Suicide: understanding the urge to end it all
By Dr. Randy Dellosa, Your Online Shrink | Yahoo SHE – Thu, Oct 3, 2013 2:49 PM PHT
News has it that actor Paulo Avelino was allegedly rushed to the emergency room of St. Luke’s Medical Center due to an anxiety attack after displaying some suicidal behaviour. As expected, Paolo’s manager quickly doused the flames of showbiz intrigue by shrugging off the report as mere fabrication.
Fabricated or not, any news that we hear about suicide touches in us a raw nerve and is bound to disturb us. We innately know that suicide is wrong and should never be done, and so we wonder how some people could treat life so cheaply as to snuff out their own lives.
Suicide is defined as an intentional self-inflicted death. The most common reason for people to attempt suicide is because of problems that cause intense emotional suffering. Overwhelmed by a dark and heavy emotional gloom, they feel that the only way out of their problems is by ending their life. Thus, suicide for them is not just some random or pointless act but rather, the best solution for their problems. Although there may be other options or strategies to manage their problems, they sadly choose a permanent solution where there is no turning back.
Some people though can become suicidal even without experiencing problems or crises. For these people, the culprit is a biological one- a chemical imbalance in the brain that causes severe emotional depression. This type of depression may be genetic in origin, or it may be caused by certain medications (hormone pills, anti-hypertensive medication), substances (alcohol, marijuana), physiological/medical conditions (pregnancy, menopause, hypothyroidism), or other psychiatric disorders (schizophrenia, major depressive disorder, borderline personality disorder).

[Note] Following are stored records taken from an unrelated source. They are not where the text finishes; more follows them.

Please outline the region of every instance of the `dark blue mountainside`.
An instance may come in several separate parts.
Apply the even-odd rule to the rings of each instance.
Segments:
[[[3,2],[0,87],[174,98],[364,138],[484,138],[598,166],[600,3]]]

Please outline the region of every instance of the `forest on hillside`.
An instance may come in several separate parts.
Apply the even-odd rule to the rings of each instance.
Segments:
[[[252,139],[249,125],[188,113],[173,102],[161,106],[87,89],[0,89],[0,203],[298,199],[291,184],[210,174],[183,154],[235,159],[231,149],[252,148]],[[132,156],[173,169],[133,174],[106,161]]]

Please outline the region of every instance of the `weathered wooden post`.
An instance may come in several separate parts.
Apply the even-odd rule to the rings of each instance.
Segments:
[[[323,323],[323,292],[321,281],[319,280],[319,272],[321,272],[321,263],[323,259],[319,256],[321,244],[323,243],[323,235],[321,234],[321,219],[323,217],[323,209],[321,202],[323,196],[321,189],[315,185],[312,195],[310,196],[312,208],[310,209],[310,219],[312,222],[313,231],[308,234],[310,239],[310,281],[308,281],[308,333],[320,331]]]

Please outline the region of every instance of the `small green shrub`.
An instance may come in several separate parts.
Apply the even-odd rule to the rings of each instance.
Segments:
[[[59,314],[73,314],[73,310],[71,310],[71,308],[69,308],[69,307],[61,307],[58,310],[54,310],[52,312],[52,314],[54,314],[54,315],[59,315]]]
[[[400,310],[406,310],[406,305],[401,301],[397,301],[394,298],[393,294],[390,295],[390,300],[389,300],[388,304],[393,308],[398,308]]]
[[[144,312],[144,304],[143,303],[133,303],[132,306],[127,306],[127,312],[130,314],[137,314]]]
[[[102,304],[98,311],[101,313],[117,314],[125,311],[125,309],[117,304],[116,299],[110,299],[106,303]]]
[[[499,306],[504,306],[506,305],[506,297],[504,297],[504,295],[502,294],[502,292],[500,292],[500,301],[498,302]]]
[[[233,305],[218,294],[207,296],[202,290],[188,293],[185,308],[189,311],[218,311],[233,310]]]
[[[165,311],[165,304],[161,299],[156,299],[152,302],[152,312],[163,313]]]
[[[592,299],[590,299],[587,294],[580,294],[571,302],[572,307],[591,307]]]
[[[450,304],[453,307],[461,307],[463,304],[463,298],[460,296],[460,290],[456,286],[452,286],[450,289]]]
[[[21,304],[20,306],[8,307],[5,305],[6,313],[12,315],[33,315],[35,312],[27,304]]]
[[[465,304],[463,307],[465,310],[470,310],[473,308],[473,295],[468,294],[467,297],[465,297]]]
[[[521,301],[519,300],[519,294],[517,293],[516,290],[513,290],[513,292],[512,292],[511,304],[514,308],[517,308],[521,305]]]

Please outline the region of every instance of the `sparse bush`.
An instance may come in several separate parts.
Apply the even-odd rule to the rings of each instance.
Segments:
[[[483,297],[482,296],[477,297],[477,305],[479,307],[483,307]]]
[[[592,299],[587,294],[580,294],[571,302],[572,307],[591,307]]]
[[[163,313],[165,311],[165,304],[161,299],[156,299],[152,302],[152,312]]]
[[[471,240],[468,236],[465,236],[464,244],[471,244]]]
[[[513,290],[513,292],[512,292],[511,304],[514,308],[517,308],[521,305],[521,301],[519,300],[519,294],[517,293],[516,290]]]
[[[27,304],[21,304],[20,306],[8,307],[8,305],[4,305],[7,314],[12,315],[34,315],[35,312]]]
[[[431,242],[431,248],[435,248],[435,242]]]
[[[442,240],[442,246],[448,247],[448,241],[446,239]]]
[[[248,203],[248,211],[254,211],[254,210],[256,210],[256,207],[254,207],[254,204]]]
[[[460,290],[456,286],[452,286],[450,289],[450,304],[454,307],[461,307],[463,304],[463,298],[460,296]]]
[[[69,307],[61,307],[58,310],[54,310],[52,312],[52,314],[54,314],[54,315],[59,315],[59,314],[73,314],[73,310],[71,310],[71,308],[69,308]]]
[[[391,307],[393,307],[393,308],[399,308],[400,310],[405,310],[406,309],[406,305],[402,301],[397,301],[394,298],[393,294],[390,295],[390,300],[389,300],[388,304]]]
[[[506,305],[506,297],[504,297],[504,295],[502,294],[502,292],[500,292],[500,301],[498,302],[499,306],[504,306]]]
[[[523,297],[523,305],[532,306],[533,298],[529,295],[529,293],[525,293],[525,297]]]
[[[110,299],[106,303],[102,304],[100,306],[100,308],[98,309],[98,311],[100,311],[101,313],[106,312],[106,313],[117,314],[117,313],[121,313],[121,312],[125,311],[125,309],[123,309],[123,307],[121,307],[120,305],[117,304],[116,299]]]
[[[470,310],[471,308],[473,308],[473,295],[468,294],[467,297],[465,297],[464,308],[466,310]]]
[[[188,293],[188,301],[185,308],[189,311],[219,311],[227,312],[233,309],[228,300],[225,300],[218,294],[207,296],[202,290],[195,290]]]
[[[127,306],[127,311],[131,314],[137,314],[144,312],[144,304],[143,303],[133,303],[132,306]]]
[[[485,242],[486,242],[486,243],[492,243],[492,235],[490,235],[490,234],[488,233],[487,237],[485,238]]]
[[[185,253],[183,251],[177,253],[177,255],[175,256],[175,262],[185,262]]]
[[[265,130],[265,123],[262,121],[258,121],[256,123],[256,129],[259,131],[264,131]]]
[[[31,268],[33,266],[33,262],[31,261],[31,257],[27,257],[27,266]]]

The greatest impact of suicidal behavior falls on family members and friends. If the suicidal person survives the attempt, that person’s loved ones become extremely restless and fearful that another attempt may be made. And for suicidal people whose attempts tragically led to their own demise, they leave their loved ones with a heavy burden of sorrow to be carried for their entire lifetime.
Suicide is a true emergency needing urgent psychiatric attention. Suicidal thoughts, threats, and behaviours have to be taken seriously rather than ignored or belittled. Suicidal people have to be monitored 24/7 and be confined at a psychiatric facility until they fully recover from their emotional pain, desperation, and hopelessness.
There is much help for people who are suicidal. Through proper psychiatric interventions such as psychotherapy (intensive counselling) and antidepressant medication, suicidal people can regain hope in their lives and re-experience the joy of living.